The Simple Way Taylor Swift Combats Unhealthy Thoughts & Calms Her Mind

When it comes to Taylor Swift’s hit singles and concert tours, she seems to hold nothing back. From penning songs about her exes (“Dear John” was pretty obvious) to releasing vulnerable, narrative tracks (“The Archer” is incredibly self-aware), Swift truly leaves it all on the stage. But there’s one aspect of Swift’s life she’s kept quiet for a long time—until now.
In her new Netflix documentary, Miss Americana, Swift opens up about her struggles with an eating disorder. The documentary, which premiered last night at the 2020 Sundance Film Festival, discusses Swift’s journey with her eating disorder, along with before-and-after photos to demonstrate how thin she was between the “1989” album era and the more recent “Reputation” tour in 2017.
Despite those stark changes we’ll see on-screen, Swift kept her struggles to herself during that period: In the film, Swift recounts that a few times when she would see “a picture of me where I feel like I looked like my tummy was too big, or someone said that I looked pregnant, that’ll just trigger me to just starve a little bit—just stop eating.”
“My relationship with food was exactly the same psychology that I applied to everything else in my life: If I was given a pat on the head, I registered that as good. If I was given a punishment, I registered that as bad,” she said in an interview. Meaning, when she was praised in magazine headlines and in comments on social media for her thin figure, those unhealthy behaviors only became stronger.
For Swift, having a mantra is what keeps her healthy.
While Swift is in a much better place than she was in 2014, she still experiences feelings of discomfort and shame from time to time. When Swift feels herself succumbing to this unhealthy mindset, the singer turns to what she knows best: lyrics.

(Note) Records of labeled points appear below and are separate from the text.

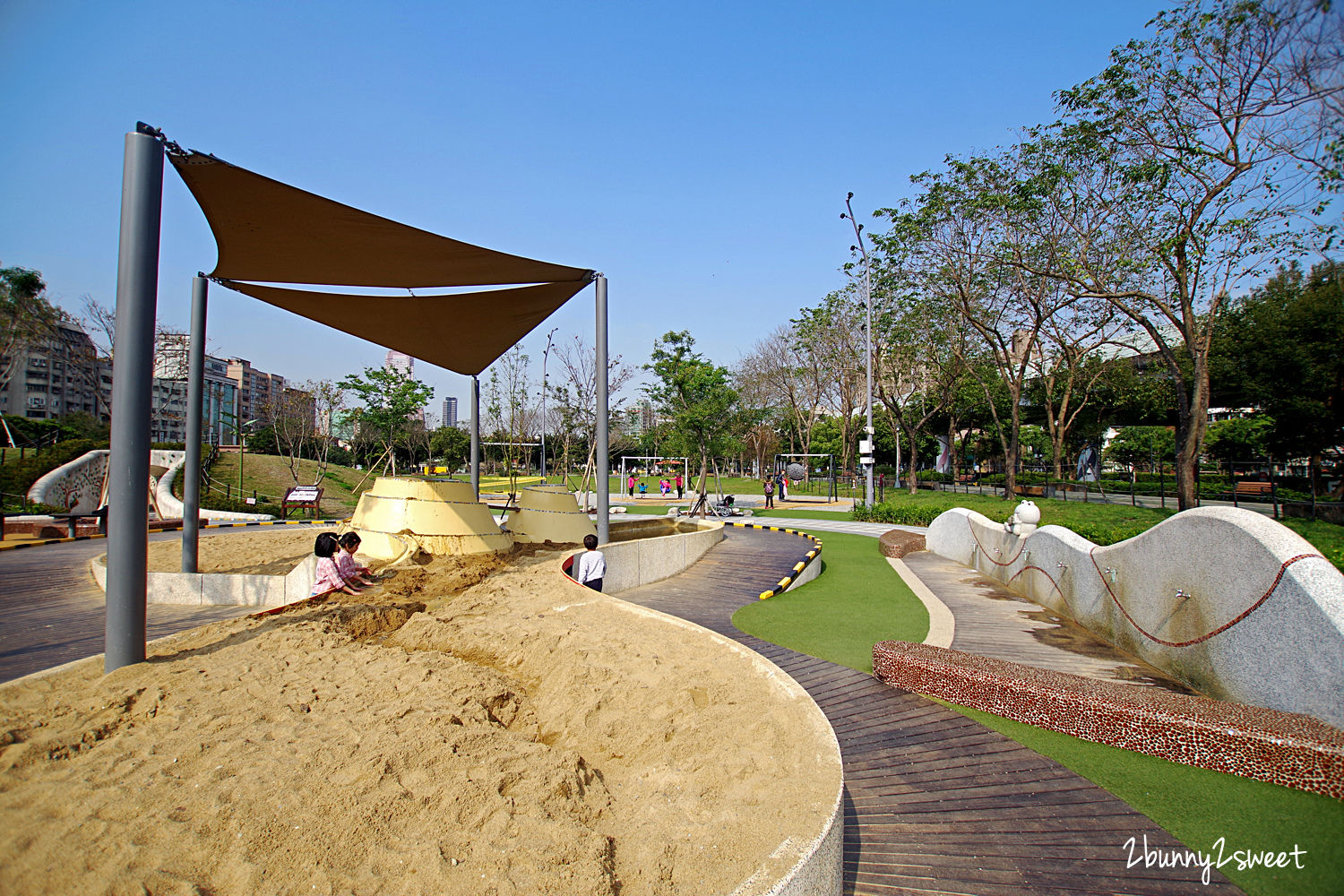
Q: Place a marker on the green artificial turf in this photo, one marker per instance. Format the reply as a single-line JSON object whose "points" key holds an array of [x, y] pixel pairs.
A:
{"points": [[859, 600], [1199, 806], [1098, 522]]}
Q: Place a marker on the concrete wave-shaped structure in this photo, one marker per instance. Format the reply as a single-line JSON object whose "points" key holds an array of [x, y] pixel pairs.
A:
{"points": [[1226, 600]]}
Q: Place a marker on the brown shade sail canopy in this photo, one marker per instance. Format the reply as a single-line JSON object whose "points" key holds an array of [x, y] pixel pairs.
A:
{"points": [[273, 233], [268, 231], [464, 332]]}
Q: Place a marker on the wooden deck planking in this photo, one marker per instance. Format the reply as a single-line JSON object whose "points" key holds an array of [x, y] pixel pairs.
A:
{"points": [[53, 611], [935, 802]]}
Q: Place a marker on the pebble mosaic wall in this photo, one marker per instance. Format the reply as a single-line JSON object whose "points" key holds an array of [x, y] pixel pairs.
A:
{"points": [[1281, 747]]}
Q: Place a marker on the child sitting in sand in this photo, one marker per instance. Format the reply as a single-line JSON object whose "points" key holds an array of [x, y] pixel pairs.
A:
{"points": [[352, 573], [328, 576]]}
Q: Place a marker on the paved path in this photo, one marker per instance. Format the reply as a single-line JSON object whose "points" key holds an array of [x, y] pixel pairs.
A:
{"points": [[51, 610], [935, 802], [996, 622]]}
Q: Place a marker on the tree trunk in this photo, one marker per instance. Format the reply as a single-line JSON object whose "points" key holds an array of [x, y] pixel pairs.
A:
{"points": [[911, 482], [1190, 435], [704, 476]]}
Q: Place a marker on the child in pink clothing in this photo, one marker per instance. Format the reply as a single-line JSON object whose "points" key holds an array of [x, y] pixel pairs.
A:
{"points": [[349, 571], [328, 578]]}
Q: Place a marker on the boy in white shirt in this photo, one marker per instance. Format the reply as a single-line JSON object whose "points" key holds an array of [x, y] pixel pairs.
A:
{"points": [[591, 565]]}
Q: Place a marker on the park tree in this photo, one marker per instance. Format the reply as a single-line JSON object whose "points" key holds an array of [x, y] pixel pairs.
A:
{"points": [[1187, 168], [1142, 446], [919, 349], [965, 238], [831, 336], [1239, 440], [787, 371], [383, 403], [575, 400], [698, 398], [510, 410], [1279, 349], [300, 425], [452, 445]]}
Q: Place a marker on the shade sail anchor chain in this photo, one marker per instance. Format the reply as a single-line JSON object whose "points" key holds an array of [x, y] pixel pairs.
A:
{"points": [[169, 145]]}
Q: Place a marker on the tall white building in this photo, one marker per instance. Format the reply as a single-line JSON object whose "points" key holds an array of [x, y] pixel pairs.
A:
{"points": [[400, 362], [58, 375]]}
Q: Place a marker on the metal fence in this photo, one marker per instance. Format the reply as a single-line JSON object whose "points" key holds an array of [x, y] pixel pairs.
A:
{"points": [[1271, 489]]}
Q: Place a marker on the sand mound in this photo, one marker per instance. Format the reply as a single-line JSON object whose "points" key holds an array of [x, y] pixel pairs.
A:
{"points": [[526, 737]]}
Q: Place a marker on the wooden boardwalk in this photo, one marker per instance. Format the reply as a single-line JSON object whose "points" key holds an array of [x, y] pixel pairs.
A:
{"points": [[51, 610], [935, 802]]}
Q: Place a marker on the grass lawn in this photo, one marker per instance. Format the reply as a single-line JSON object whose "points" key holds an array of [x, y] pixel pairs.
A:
{"points": [[806, 514], [857, 600], [1098, 522], [269, 476]]}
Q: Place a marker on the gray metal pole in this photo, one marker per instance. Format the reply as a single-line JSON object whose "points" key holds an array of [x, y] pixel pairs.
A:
{"points": [[476, 437], [132, 382], [601, 450], [867, 341], [195, 408]]}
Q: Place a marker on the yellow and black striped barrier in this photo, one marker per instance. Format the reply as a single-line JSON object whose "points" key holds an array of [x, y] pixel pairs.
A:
{"points": [[797, 567], [175, 527]]}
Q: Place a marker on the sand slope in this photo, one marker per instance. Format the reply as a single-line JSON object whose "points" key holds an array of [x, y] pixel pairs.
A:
{"points": [[524, 737]]}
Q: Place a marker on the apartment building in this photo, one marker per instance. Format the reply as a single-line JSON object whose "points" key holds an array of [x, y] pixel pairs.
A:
{"points": [[56, 376], [168, 400]]}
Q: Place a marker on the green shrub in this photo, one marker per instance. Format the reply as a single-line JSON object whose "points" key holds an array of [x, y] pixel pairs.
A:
{"points": [[18, 474]]}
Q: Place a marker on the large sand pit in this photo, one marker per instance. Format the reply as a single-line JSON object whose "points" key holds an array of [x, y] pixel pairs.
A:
{"points": [[524, 735]]}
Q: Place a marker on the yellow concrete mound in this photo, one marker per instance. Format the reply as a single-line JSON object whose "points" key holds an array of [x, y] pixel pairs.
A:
{"points": [[433, 514], [548, 513]]}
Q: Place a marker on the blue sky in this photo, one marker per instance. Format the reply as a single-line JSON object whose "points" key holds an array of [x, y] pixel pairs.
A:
{"points": [[698, 153]]}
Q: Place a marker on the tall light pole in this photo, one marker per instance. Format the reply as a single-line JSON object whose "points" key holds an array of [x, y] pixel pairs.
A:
{"points": [[866, 455], [545, 357], [242, 450]]}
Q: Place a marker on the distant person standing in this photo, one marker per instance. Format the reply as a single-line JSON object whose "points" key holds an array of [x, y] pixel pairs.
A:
{"points": [[590, 567]]}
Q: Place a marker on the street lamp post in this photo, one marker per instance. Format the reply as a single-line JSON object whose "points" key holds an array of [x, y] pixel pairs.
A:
{"points": [[545, 357], [242, 450], [866, 457]]}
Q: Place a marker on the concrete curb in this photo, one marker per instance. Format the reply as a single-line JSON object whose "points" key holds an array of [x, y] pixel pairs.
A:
{"points": [[943, 625]]}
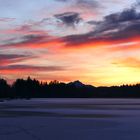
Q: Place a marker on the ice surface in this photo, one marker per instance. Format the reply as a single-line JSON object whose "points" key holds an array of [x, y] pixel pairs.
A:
{"points": [[70, 119]]}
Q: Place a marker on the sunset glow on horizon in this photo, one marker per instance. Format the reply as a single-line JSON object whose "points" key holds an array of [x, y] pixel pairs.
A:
{"points": [[95, 42]]}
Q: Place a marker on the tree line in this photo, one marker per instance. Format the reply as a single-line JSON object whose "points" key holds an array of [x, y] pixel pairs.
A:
{"points": [[32, 88]]}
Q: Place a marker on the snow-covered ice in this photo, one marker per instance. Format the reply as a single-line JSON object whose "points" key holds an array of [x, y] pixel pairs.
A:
{"points": [[70, 119]]}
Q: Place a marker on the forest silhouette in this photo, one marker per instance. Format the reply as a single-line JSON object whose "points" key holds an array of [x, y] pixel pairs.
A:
{"points": [[32, 88]]}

“I love people like (actress and activist) Jameela Jamil, because she says things in a really articulate way,” Swift explains. “The way she speaks about body image…I swear the way she speaks is like lyrics, and it gets stuck in my head, and it calms me down.”
Swift, an ardent fan of the British actress, model, and activist, uses her words as a mantra whenever she’s becoming a little too hard on herself. Jamil created the body-positive “I Weigh” Instagram movement back in 2018, and she’s been a champion of quelling detox diets and eating disorder culture. (“Cutting out toxic people online and offline is the only Elimination Diet you need this year,” she tweeted earlier this month.)

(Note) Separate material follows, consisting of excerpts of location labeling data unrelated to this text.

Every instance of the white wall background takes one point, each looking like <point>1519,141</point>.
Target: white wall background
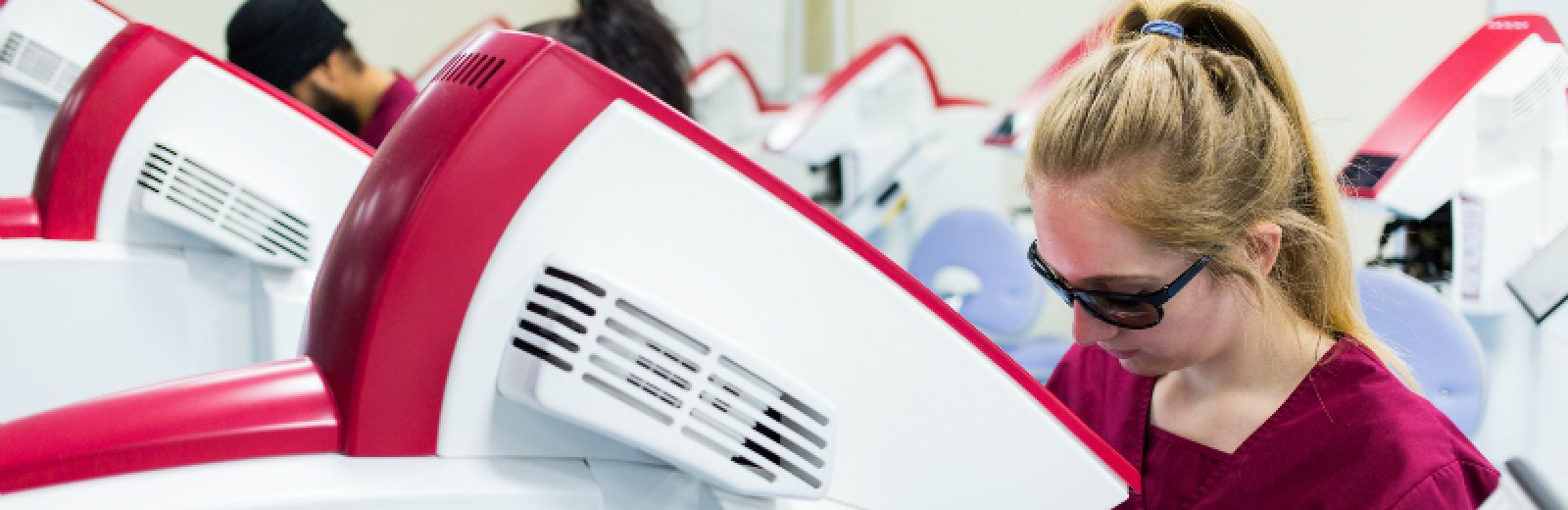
<point>397,33</point>
<point>1353,60</point>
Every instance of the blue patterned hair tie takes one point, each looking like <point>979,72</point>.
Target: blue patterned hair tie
<point>1165,28</point>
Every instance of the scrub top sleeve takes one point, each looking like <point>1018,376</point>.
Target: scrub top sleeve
<point>1455,485</point>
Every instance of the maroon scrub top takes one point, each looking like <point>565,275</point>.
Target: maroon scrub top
<point>1348,436</point>
<point>389,109</point>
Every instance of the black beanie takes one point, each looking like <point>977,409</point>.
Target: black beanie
<point>279,41</point>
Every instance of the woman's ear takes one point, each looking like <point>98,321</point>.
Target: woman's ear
<point>1262,245</point>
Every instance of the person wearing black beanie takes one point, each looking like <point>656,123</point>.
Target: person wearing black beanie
<point>631,38</point>
<point>300,47</point>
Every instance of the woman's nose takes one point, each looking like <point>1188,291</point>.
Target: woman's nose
<point>1087,330</point>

Swift also encourages other young women to find a mantra to help bring them out of their own whirlwind of unhealthy thoughts.
“Women are held to such a ridiculous standard of beauty. We’re seeing so much on social media that makes us feel like we are less than, or we’re not what we should be, that you kind of need a mantra to repeat in your head when you start to have harmful or unhealthy thoughts, she says in the interview.”
So, whether you internalize Jamil’s sharp insights and witty one-liners, or you’re inspired by Swift’s vulnerable song lyrics, find any sort of mantra that works for you. As for Swift, she’s doing her best to calm her mind with those mantras and positive affirmations—and to help her fans with similar struggles in the process.